|Assembly, Painting and Rigging of Ancient
Naval Models, Scale 1:1200
by Langton Miniatures
Bow Platforms: Fits on the front of certain vessels.
There are a variety of sterns, kits may vary. Or, one may wish to customise
models using miscellaneous sterns.
Catapults could be anywhere on the deck.
Officers accommodation would always be at the stern end of the vessel.
Corvus is always located at the bow.
Decorations, mainly on bows and sterns and sometimes along the bulwarks, would be of colours derived from natural sources (eg plants), so bright but not garish colours. Red appears to have been the most commonly used colour and it is said to have been derived from cinnabar.
The colour purple would have been quite expensive and used on royal vessels.
Sails: These would be mostly unbleached linen (off-white) although different colours were also sewn together. Many books on the subject show alternating sheets of off-white and say, red (could also be green or blue). It was also common for the main sail to have a pattern of a distinctive feature, eg a scorpion, bull's head, urn etc.
Masts: Natural wood colour.
Towers: Although made of wood, they would often be painted to simulate stone.
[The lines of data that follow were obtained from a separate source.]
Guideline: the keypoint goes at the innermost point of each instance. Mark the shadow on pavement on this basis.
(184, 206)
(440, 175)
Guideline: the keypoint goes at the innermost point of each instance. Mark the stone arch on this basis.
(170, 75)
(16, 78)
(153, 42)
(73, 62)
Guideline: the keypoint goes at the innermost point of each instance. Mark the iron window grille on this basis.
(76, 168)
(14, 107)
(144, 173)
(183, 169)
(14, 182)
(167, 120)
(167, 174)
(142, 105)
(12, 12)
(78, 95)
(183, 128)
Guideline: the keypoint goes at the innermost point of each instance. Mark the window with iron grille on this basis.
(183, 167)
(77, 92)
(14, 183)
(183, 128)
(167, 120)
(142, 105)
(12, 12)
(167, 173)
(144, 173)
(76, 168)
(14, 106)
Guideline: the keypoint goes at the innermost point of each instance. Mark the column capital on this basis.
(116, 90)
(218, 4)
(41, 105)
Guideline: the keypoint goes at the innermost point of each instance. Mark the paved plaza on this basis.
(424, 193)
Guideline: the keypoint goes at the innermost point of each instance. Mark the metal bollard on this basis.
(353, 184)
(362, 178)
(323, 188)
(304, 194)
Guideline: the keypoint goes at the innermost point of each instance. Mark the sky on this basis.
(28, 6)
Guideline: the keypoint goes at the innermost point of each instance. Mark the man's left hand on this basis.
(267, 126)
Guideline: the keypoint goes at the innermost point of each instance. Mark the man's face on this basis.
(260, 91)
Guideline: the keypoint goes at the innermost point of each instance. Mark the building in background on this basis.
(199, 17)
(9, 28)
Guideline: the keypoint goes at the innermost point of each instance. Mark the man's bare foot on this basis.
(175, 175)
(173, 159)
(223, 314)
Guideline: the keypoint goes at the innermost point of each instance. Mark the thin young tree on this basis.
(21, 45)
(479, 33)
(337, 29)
Officers Accommodation: These would have been made from canvas and often brightly painted (sometimes with red and white stripes).
Corvus: Wood colour.
Shields: Where a model has shields along its sides, these would have been brightly painted.
General: Vessels could be further decorated with flags and pennants (not provided). These were often flown from a pole secured to the vessel's stern. Roman flags were called vexillum - these were distinctive being at right angles as opposed to normal flags.
The control methods
were fairly basic:
Lifts should be run from the masthead to each yardarm and secured, the same lines can then be taken as braces, aft to the stern and fixed and then run forward again and glued to the bottom outermost corners of the mainsail to act as sheets.
Boatsails would also have lifts to the sail's yardarms and braces running aft on either side of the model to a position slightly forward of the main mast. These lines can be taken forward again and fixed to the outermost corners of the boatsail to act as sheets.